By 1943, it was obvious to both Washington and London that the Jews of Europe were being systemically slaughtered. A plan was drawn up by both countries to deal with the situation in a document of March 1943 entitled “Views of the Government of the United States Regarding Topics Included in the Agenda for Discussion with the British.”

It was agreed that the refugee problem was not limited to any particular ethnic group or race and that all persons in need should be helped. Money raised for the purpose of helping these people should be addressed first from private donations, and all refugees should benefit equally by whatever funds were put up. In a controversial decision, it was determined that any refugees coming to Allied countries would not be given a “safe conduct” convoy across the Atlantic aided by American warships. The reason was that the American public would not stand for European refugees being protected by American ships when these same vessels should be used to carry Allied troops to fight the Germans. Instead, it was hoped that some neutral country in Europe or elsewhere would be willing to safeguard these people until the war ended. None did.

Other descriptions of Nazi atrocities came from newly released American reporters who were living in Germany when the United States entered the war. All this information was known by the Roosevelt administration, yet nothing substantial was done to rescue those in need. Why?

A Rising Tide Lifts All Boats

First, the Allies could not forcefully compel the Germans to free the captive Jews. Hitler was bent on his “Final Solution,” and no amount of Allied blustering could change that fact. Once in concentration camps, the refugees were considered prisoners, and the only way to save them would be to liberate the camps during the war.

The Allied purpose during the war in Europe was the unconditional surrender of Germany. FDR and Churchill’s rationale was that with the defeat of Germany the inmates in the concentration camps would be liberated at war’s end.

By 1944, the Allies knew about the camps at Auschwitz-Birkenau and Dachau, and calls were made by certain parties for Allied bombing of the railroad lines leading up to them and the camps themselves. The War Department rejected such actions saying that the targets were not military. Another consideration was the fact that many more inmates would probably die as a result of the bombing. At one point, Allied planes flew over the camps and took aerial photographs of the scenes below.

The first calls for Allied bombing of the Auschwitz concentration camp came in August 1943 from the Polish government-in-exile. The Polish spokesman said that they had support from certain members of the British Air Staff for an attack that would coincide with an assault by the Polish Underground. Despite this plea, no action was taken.

Reasons Camps and Railroad Tracks Weren’t Bombed

American policy regarding possible bombing of the camps is recorded in a November 18, 1944, memo from John J. McCloy, the Assistant Secretary of War, to John Pehle, the Director of the War Refugee Board.

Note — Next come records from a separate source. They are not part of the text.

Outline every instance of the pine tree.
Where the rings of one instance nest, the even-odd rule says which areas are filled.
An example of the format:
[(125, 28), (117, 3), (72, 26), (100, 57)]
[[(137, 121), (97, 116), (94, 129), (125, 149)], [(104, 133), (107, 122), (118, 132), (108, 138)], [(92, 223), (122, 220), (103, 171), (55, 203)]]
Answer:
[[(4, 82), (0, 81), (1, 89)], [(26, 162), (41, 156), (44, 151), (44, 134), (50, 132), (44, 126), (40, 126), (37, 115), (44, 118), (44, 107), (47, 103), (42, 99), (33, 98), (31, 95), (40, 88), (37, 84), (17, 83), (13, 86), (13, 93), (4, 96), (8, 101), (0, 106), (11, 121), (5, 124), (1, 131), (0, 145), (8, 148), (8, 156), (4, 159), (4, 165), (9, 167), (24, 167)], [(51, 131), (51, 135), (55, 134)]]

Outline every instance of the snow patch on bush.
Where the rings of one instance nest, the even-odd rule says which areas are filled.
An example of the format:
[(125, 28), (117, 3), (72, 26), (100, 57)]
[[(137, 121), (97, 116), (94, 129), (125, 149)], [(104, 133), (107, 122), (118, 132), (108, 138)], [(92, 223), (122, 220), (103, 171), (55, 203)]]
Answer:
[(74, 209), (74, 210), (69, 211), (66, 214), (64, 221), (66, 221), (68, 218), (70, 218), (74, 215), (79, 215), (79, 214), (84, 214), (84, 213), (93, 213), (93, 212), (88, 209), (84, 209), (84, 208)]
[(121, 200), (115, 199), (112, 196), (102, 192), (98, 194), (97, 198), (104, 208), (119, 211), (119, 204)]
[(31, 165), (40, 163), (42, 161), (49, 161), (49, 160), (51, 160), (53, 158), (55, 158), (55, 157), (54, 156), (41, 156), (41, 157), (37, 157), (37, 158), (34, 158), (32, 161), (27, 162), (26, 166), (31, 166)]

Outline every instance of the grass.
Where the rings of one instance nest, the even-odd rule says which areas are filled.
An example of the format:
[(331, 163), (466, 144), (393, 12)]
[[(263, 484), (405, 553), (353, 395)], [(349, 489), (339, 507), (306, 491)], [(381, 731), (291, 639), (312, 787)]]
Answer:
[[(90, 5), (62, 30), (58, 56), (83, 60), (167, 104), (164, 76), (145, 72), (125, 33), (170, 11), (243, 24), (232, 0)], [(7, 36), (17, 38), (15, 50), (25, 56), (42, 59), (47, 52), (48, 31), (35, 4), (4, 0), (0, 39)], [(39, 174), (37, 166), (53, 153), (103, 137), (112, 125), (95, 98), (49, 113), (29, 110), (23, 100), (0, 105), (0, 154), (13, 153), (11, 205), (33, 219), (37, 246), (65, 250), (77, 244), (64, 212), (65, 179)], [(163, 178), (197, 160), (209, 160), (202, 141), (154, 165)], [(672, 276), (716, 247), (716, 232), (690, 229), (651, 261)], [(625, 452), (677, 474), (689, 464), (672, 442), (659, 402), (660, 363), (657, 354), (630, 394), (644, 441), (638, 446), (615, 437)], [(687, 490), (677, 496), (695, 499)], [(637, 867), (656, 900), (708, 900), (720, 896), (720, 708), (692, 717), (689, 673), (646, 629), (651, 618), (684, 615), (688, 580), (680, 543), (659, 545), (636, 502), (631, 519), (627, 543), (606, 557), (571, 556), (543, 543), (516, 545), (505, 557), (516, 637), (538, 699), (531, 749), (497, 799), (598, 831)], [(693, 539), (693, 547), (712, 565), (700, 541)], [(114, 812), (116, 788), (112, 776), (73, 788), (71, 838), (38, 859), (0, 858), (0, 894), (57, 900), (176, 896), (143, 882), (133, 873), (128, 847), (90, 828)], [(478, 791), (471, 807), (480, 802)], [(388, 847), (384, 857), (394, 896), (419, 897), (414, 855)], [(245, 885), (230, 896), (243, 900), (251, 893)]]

McCloy laid out the reasons why it would be impossible to carry out such a mission. Any attack on the camps would require precision bombing, using heavy and medium, as well as low-flying aircraft, which would be easy targets for German antiaircraft guns. The bombers needed for such attacks were located in France, Italy, and the United Kingdom, and in most cases beyond the range of the camps. A 2,000-mile round trip, mostly over enemy territory, was too dangerous. McCloy ended his letter by saying, “The War Department has felt that it should not, at least for the present, undertake these operations.”

The War Refugee Board brought up the possibility of Allied bombings of the rail lines leading up to the camps, but despite its fervent calls the top members of the War Department overruled them. The secretaries of War and State outvoted the Treasury Department, which had a more lenient attitude concerning the plight of the concentration camp victims. (It should be noted that the British government, too, did not feel it necessary to make bombing runs against the camps.)

Despite the passage of time, the question of America’s reaction to the Holocaust is still being debated. That debate will continue long after the final survivor from that horrible time passes from the scene.